褒める文化

このブログがご縁で知己を得たHASHIこと写真家の橋村奉臣さんと久しぶりにお会いして話をすることができた。ニューヨーク在住のHASHIさんが、撮影のために日本に滞在する忙しい時間の合間を割いてくれたのだ。


いろいろと楽しい話をした中で僕にとって“望外の幸せ”だったのは、このブログと平行してつくっている写真ブログ『横浜逍遙亭・写真帳』の写真をHASHIさんにお褒めいただいたことだ。HASHIさんには写真を撮っていることなどひと言も話していなかったので、正直なところ、僕の写真ブログを知って見てくれていたこと自体に驚いた。ましてや東京都写真美術館で個展を開く一流の写真家に盛大なお褒めの言葉をいただくなぞ思いもよらぬことだったので、内心「うわっ」とひっくりかえりそうになり、正直に喜んだ。やはり、我ながらかなり単純である。

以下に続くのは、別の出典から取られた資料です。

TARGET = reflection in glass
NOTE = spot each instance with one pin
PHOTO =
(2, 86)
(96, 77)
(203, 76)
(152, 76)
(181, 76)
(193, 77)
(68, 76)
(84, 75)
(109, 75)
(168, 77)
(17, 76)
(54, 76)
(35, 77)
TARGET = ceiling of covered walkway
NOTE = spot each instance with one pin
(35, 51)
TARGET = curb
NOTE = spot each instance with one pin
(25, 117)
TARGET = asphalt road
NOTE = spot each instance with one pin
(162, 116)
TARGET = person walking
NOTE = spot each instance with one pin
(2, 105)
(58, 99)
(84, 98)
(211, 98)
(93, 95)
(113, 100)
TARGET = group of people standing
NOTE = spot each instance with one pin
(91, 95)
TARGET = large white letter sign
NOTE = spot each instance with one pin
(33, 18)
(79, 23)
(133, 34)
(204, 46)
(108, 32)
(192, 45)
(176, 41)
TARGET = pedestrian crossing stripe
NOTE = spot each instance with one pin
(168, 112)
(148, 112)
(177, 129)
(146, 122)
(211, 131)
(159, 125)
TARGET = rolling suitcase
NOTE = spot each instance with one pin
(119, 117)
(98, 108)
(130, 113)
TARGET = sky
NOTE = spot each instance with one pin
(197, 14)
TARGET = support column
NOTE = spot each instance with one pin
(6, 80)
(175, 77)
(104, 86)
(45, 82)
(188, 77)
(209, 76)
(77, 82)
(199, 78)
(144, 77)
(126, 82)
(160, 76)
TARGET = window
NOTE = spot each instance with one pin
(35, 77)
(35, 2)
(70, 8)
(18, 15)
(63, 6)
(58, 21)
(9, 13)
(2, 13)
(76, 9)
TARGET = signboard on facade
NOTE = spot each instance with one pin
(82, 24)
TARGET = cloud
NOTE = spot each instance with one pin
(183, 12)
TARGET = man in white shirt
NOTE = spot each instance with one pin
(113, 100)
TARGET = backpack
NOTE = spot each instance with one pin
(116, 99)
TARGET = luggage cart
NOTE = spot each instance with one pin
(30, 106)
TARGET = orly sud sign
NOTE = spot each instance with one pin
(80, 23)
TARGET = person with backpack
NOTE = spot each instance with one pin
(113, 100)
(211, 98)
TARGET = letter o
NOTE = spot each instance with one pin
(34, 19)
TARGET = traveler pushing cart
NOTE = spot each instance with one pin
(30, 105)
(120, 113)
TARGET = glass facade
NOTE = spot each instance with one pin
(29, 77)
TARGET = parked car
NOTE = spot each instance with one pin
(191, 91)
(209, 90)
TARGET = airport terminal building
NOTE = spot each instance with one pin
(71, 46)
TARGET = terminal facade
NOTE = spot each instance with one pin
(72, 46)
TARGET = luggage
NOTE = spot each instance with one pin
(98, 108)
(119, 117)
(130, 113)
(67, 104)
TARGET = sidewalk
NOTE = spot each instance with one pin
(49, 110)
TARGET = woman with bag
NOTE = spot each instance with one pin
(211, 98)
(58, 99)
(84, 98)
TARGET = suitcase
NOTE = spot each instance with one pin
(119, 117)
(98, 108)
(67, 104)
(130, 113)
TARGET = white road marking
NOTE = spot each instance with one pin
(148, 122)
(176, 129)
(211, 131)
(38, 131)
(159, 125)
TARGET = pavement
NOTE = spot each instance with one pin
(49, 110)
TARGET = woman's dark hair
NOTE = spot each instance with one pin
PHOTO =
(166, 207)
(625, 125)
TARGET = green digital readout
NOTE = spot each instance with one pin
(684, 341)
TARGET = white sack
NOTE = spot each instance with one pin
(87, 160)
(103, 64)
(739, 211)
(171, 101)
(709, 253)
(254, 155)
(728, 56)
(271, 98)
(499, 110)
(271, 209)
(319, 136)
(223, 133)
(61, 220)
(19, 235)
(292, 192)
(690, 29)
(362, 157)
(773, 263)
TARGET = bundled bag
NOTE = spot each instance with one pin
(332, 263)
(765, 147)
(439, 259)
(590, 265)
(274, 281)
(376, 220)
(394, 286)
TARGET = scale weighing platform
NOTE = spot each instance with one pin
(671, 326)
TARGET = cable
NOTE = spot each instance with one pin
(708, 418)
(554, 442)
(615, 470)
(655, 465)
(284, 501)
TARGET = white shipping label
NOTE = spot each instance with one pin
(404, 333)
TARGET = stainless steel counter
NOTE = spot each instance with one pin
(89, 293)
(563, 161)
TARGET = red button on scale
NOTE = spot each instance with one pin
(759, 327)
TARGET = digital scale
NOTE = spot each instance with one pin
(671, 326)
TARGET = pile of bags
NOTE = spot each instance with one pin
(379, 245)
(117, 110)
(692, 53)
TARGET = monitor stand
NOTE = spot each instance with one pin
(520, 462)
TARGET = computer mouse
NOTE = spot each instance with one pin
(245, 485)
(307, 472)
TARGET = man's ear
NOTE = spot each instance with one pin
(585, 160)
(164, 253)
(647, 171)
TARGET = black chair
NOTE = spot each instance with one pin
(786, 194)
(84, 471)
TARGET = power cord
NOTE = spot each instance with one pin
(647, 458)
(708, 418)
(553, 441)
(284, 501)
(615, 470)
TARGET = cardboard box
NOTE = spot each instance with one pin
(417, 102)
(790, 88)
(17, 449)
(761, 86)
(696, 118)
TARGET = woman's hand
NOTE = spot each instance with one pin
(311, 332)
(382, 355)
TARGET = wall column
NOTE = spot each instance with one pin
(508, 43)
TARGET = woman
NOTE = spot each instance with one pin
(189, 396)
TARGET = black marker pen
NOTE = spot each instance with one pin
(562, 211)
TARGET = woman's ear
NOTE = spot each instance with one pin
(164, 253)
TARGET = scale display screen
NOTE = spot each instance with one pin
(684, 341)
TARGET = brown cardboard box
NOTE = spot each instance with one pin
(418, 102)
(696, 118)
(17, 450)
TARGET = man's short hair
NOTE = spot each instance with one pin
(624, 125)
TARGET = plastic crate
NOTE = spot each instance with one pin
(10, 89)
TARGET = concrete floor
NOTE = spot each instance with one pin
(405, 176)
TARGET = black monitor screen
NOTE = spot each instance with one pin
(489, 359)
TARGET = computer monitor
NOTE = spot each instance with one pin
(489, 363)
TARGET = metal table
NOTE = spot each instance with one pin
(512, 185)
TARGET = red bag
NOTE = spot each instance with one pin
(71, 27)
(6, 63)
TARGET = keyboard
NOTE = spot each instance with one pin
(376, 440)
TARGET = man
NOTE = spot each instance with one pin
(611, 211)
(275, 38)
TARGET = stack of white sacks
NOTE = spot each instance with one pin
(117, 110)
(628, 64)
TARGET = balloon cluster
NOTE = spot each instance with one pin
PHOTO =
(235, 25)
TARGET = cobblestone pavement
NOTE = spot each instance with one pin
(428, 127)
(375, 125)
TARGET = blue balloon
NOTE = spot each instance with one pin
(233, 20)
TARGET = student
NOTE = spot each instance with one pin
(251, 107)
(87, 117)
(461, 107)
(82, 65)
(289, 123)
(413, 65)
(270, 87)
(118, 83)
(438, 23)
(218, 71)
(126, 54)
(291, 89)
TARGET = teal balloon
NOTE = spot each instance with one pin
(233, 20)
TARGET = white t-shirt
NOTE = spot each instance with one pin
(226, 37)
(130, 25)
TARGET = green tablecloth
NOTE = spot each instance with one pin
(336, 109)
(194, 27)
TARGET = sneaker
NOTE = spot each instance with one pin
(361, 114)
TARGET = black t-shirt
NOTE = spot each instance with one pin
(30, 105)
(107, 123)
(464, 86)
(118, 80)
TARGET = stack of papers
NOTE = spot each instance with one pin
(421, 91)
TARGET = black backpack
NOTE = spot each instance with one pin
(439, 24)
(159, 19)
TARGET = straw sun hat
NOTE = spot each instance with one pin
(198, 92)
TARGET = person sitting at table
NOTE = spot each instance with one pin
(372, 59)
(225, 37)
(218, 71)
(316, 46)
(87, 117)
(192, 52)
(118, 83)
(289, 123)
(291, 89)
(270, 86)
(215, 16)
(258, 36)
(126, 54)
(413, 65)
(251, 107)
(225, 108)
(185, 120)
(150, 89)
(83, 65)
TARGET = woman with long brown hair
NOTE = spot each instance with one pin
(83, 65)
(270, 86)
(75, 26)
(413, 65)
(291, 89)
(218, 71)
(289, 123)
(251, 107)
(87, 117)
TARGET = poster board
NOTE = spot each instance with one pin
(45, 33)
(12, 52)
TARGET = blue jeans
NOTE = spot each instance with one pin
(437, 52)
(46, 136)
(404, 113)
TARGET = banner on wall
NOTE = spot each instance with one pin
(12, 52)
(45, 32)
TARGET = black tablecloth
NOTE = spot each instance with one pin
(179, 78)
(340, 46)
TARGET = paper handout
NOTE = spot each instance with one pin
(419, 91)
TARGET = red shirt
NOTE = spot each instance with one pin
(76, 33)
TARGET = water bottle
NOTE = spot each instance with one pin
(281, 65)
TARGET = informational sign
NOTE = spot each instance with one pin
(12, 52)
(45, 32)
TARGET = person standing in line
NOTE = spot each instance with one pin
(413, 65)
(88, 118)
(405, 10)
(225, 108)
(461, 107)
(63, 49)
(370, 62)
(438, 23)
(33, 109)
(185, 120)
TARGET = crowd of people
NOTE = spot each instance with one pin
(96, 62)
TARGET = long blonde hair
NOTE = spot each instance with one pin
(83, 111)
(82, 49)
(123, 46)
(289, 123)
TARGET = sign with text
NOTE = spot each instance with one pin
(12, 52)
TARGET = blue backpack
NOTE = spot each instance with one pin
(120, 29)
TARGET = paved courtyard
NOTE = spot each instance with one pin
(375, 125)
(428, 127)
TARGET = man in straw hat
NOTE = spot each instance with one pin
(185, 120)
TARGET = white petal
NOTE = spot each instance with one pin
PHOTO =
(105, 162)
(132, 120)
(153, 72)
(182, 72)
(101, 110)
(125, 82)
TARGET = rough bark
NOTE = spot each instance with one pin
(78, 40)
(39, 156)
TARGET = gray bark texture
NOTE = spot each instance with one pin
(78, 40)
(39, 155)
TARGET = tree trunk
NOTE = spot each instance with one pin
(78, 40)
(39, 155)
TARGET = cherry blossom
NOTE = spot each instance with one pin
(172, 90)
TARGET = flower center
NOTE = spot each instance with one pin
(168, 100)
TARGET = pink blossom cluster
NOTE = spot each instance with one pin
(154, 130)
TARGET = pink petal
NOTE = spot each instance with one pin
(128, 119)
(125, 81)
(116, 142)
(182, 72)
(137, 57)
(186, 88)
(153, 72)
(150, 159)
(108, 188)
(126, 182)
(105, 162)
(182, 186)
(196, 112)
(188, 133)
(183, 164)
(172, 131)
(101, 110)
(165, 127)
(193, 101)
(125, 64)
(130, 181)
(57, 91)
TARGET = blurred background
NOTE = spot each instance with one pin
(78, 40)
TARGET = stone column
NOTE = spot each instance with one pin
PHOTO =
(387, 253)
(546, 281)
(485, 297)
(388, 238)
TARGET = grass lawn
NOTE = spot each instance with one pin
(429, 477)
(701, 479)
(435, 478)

HASHIさんが素人の僕を褒めてくれるその仕方は、アメリカだなあと思う。アメリカで幼稚園から小学生までを過ごした三人の子どもたちが、いまだに「もう一度アメリカに住みたい」と言うのも、ことあるごとに「great!」「gorgeous!」「wonderful!」と先生や近隣の人々が日常的にかけてくれた励ましの言葉、そうやって信頼を前向きに形成しあう文化への憧憬がどこかにあるからなのではないかと思う。そうした空気があちらには濃く、こちらでは薄い。まったくないとは言わないけれど、そもそも人に声をかける、挨拶をするということすら、僕の周りでは希薄になってしまっているように感じながら生活をしているわけで、褒める、褒められるなんて、悲しいかな遠い彼方の出来事に近い。


ときどき考えるのは、赤の他人とコミュニケーションを採る機会が多い文化を持つ土地は、それだけで素晴らしいのではないかということだ。まったく知らない人と触れ合うことで互いが豊かさを交換するチャンスを得る。“褒める”ということは、そうしたコミュニケーションを促進する潤滑剤だし、同時にコミュニケーションの中で得られる最高のご褒美でもある。


自分がブログを続けることの価値も、けっきょくその辺りに核があるのではないかと最近は思う。インターネットは僕にとっての“褒めあう土地”なのだ。というわけで「はてなスター」にもあらためて賛同の一票を。